One of the tests of a good programming language, in my humble opinion, is the ability to be lean and fast. Microsoft VisualBasic is an example of a bad programming language, as even the simple 'Hello World' test application compiles into an executable the size of Ben Nevis, and takes longer to execute than the last ice age.
PROSE, on the other hand, will rely on internal APIs that pull the entire networked world into a little 'global village' at the fingertips of the developer, and this requires a core engine that is small, fast, and bullet-proof.
The engine at the heart of PROSE will control access to all data, code and interface objects through a hierarchical tree structure called the 'nexus'. The nexus will rely on tree APIs which use hash tables for their branches, with linking mechanisms to allow objects to be addressed by multiple paths. This multi-pathing can be used, for example, to assist in the communication over networks, or nodes in hardware clusters. The programmer need not write his own DMP (dynamic multi-pathing) code as this is already provided in the PROSE core engine. Nodes in the nexus can be dynamically attached to hardware drivers, and the rest is simply a question of routing data around the tree.
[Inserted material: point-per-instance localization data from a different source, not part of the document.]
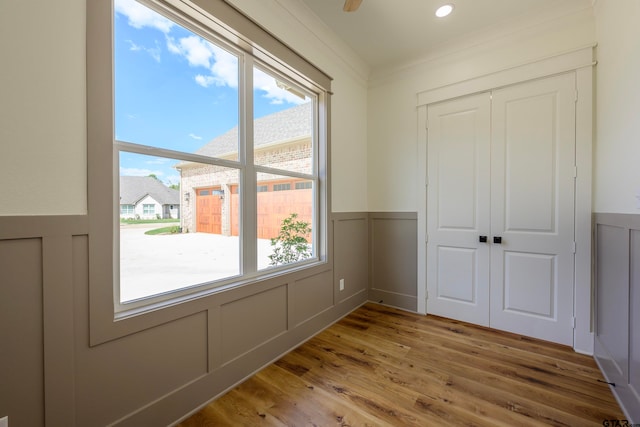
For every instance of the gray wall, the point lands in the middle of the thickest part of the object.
(50, 374)
(617, 319)
(393, 259)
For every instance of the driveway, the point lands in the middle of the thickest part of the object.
(153, 264)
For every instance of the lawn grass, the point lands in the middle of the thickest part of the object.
(164, 230)
(148, 221)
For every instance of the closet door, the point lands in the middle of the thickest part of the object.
(458, 202)
(532, 208)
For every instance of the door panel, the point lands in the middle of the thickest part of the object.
(458, 200)
(532, 208)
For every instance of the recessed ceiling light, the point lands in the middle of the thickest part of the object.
(444, 10)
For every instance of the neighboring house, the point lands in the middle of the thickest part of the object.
(211, 193)
(145, 197)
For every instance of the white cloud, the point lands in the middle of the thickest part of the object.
(140, 16)
(154, 52)
(222, 66)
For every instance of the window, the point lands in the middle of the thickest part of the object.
(281, 187)
(126, 211)
(216, 125)
(148, 209)
(304, 185)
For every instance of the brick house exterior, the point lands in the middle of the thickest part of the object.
(210, 194)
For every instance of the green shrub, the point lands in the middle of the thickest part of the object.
(291, 244)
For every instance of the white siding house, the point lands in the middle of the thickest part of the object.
(144, 197)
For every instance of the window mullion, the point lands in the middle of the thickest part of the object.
(249, 204)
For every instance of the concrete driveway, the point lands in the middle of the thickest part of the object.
(153, 264)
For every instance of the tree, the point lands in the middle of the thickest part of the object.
(291, 244)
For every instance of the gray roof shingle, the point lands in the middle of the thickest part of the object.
(284, 125)
(134, 188)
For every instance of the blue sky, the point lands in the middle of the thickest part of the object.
(175, 90)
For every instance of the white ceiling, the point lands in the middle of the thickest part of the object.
(388, 32)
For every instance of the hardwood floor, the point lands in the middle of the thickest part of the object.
(383, 366)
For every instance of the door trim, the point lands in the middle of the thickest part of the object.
(580, 62)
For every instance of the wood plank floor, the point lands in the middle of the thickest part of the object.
(382, 366)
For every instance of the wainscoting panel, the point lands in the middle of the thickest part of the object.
(393, 259)
(51, 375)
(351, 264)
(21, 349)
(249, 322)
(617, 314)
(310, 296)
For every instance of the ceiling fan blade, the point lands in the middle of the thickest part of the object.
(351, 5)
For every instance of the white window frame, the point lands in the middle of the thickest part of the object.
(108, 320)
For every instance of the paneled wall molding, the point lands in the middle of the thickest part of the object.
(154, 376)
(617, 306)
(36, 226)
(393, 259)
(555, 64)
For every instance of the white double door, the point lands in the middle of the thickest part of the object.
(501, 167)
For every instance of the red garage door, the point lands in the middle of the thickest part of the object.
(208, 210)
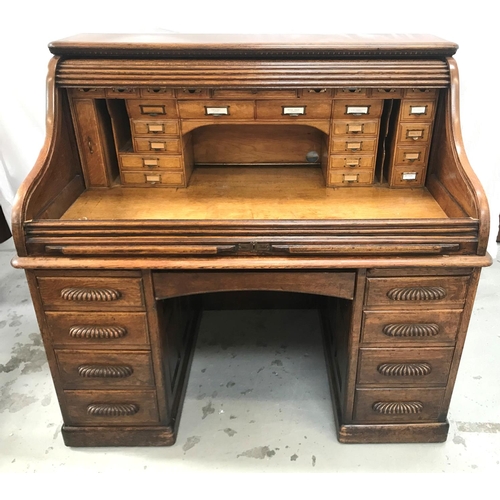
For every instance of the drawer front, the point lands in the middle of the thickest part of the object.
(111, 408)
(373, 406)
(293, 110)
(351, 162)
(222, 109)
(409, 326)
(92, 293)
(151, 110)
(359, 109)
(157, 93)
(104, 369)
(410, 176)
(355, 127)
(149, 162)
(352, 178)
(417, 110)
(412, 156)
(157, 145)
(404, 366)
(351, 93)
(155, 127)
(353, 145)
(414, 133)
(253, 94)
(110, 330)
(154, 178)
(428, 292)
(192, 93)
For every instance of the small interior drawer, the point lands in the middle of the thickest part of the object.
(154, 178)
(157, 144)
(352, 178)
(150, 162)
(140, 109)
(155, 127)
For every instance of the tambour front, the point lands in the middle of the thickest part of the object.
(176, 166)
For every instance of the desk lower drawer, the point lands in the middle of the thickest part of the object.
(373, 406)
(401, 367)
(111, 408)
(104, 369)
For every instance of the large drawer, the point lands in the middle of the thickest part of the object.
(410, 326)
(92, 293)
(430, 292)
(291, 109)
(373, 406)
(404, 366)
(104, 369)
(111, 408)
(212, 109)
(110, 330)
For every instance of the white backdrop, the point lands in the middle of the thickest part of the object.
(28, 27)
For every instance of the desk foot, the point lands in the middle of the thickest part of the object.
(394, 433)
(117, 436)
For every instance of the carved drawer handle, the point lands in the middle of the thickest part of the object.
(398, 407)
(112, 409)
(411, 330)
(417, 293)
(404, 369)
(90, 294)
(100, 371)
(97, 332)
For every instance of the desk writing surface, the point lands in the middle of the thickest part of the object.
(255, 193)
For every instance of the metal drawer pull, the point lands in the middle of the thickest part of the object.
(357, 110)
(112, 409)
(152, 110)
(155, 128)
(222, 111)
(404, 369)
(294, 110)
(415, 134)
(398, 407)
(411, 330)
(90, 294)
(97, 332)
(417, 293)
(409, 176)
(418, 110)
(100, 371)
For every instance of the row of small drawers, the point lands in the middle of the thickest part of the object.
(407, 347)
(198, 93)
(98, 329)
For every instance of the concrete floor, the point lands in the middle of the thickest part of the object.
(257, 400)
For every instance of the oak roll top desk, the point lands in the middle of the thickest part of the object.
(176, 166)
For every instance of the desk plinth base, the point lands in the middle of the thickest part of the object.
(394, 433)
(118, 436)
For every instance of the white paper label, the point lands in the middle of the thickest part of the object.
(409, 176)
(217, 111)
(357, 110)
(297, 110)
(418, 110)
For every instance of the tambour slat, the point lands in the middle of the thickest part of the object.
(244, 73)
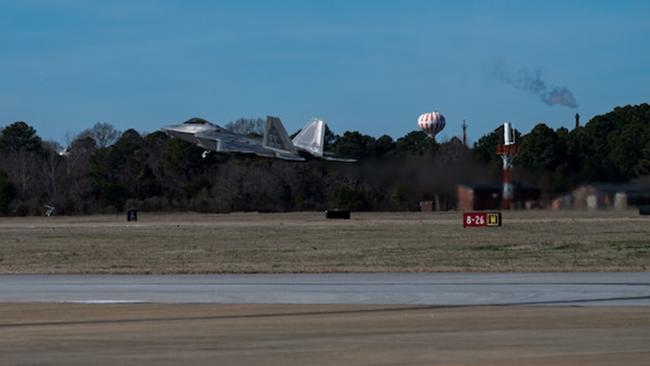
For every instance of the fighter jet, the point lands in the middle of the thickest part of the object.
(275, 143)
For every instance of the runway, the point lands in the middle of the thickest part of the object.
(434, 289)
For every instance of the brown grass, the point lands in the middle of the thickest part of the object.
(194, 334)
(306, 242)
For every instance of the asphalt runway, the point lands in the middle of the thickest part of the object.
(434, 289)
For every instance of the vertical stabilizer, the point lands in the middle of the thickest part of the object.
(311, 137)
(275, 136)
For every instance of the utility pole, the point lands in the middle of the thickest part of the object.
(464, 133)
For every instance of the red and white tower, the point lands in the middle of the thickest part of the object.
(507, 151)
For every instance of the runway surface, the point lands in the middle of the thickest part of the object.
(443, 289)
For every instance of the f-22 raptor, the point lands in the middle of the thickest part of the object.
(276, 144)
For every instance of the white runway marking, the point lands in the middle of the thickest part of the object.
(436, 289)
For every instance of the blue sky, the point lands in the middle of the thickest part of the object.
(371, 66)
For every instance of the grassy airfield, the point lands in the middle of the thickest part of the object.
(306, 242)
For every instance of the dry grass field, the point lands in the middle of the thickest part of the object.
(306, 242)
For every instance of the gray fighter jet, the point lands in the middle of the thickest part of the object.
(307, 145)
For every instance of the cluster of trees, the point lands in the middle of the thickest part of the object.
(105, 171)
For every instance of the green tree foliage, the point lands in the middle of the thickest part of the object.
(416, 142)
(19, 136)
(7, 193)
(157, 172)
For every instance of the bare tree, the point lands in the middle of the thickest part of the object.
(103, 133)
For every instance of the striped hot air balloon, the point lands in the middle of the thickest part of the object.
(431, 123)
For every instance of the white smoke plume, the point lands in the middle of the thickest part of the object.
(532, 81)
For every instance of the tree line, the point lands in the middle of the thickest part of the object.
(103, 170)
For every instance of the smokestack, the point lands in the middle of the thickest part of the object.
(464, 133)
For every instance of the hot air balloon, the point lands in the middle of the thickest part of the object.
(431, 123)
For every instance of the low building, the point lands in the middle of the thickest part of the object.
(488, 197)
(607, 195)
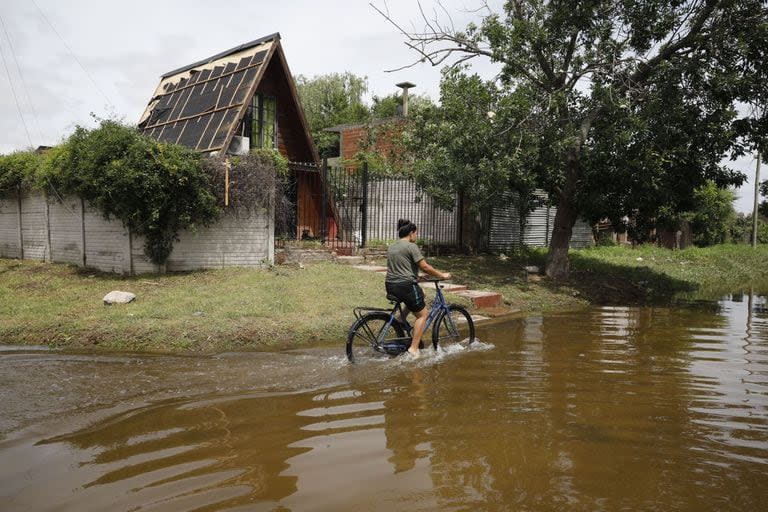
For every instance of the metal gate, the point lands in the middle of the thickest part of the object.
(349, 208)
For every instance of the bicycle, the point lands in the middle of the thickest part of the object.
(380, 331)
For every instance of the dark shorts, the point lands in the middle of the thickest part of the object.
(409, 294)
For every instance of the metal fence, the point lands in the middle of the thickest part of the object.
(348, 208)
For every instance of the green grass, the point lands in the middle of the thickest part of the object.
(240, 309)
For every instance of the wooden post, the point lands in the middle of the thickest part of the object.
(48, 245)
(83, 258)
(226, 182)
(364, 216)
(21, 233)
(757, 195)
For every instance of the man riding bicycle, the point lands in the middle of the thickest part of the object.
(404, 260)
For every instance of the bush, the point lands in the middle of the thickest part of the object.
(18, 170)
(155, 189)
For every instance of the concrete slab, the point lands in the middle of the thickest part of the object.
(481, 299)
(372, 268)
(350, 260)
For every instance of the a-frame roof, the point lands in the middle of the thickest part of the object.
(200, 105)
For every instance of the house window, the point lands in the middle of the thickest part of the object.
(263, 129)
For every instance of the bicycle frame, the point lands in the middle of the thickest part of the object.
(439, 305)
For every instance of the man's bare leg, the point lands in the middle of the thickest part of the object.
(418, 327)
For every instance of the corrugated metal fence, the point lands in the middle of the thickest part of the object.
(506, 232)
(362, 209)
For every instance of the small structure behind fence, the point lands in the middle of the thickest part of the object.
(363, 209)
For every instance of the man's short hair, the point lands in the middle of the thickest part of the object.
(406, 229)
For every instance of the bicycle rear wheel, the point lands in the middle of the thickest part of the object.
(453, 326)
(364, 333)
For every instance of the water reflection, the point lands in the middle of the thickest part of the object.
(603, 409)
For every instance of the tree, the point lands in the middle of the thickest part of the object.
(463, 147)
(631, 103)
(330, 100)
(713, 216)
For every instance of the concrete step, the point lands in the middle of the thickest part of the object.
(371, 268)
(481, 299)
(350, 260)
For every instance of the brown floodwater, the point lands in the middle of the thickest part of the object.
(613, 408)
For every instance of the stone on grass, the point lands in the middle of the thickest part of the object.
(118, 297)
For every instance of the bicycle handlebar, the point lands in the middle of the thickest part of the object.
(431, 279)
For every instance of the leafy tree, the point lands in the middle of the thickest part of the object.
(18, 170)
(463, 146)
(155, 189)
(631, 104)
(713, 217)
(330, 100)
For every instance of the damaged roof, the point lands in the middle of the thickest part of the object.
(200, 105)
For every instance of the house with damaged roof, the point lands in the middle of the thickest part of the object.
(237, 100)
(226, 104)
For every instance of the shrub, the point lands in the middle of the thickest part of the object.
(18, 170)
(155, 189)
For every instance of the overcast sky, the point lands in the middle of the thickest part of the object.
(63, 60)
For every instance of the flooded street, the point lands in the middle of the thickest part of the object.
(614, 408)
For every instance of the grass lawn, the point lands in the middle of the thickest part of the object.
(240, 309)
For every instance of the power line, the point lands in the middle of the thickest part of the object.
(23, 81)
(15, 98)
(73, 54)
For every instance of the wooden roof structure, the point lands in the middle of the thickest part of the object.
(202, 104)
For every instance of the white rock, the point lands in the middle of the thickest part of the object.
(118, 297)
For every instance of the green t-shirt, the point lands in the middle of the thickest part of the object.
(403, 259)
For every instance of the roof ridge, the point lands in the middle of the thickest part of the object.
(244, 46)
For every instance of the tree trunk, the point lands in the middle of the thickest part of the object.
(558, 266)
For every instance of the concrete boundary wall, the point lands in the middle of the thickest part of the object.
(37, 227)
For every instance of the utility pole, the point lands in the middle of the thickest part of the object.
(757, 195)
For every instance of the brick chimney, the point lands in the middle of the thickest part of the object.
(405, 86)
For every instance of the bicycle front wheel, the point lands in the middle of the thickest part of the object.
(453, 326)
(364, 334)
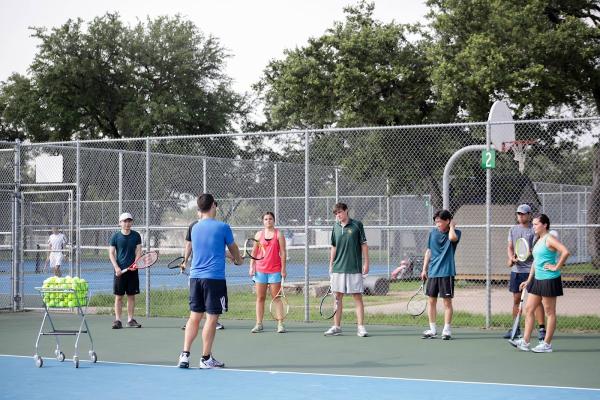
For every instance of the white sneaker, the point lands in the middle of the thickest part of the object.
(542, 347)
(281, 327)
(211, 363)
(429, 334)
(333, 331)
(184, 360)
(362, 331)
(520, 344)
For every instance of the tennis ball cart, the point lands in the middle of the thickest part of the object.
(60, 294)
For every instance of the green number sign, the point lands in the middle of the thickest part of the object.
(488, 159)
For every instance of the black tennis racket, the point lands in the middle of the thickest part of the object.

The tree hierarchy and hash table APIs are already evolving and taking good shape. Under development recently has been what's called an 'extended hash'. This is a hash table ideal for branches within a tree, because it can start with a small number of data buckets and will grow dynamically in size as more data is added. This allows a single branch in a tree to scale to millions of data items, or be as small as 10, without taking up a disproportionate amount of system RAM.
Hash tables cannot ordinarily increase the number of configured buckets within them, because their hashing algorithms used for identifying buckets will fall out of alignment. Usually you must specify a number of buckets during initialisation, and this number cannot change once created.
With an 'extended hash', buckets are converted into sub-hash tables if they fill up too much. This allows a table to expand well beyond its original configured size.
Also new to the code this week, the core APIs that control these underlying structures have had statistics code written into them, and a new tool 'protest' is available for running test patterns against the APIs to test their speed and memory footprints.
PROSE will be in need of one or two extra developers over the coming months, to help speed up the prototyping & debugging pre-alpha phases of the project. If you are a technical author, documenting the new libIvor APIs (e.g. for the extended hash table) and libprose APIs would be a good start, as the man pages on SourceForge for these are now out of date - the calling symantics have changed in version 0.4.0.
Note the latest version is 0.4.0, which is in CVS. When it's *doing* something, I'll create a new tarball.
- PROSE is a hierarchical programming language in the design and prototyping stage, which is designed to enable fast development of small and large-scale networked applications.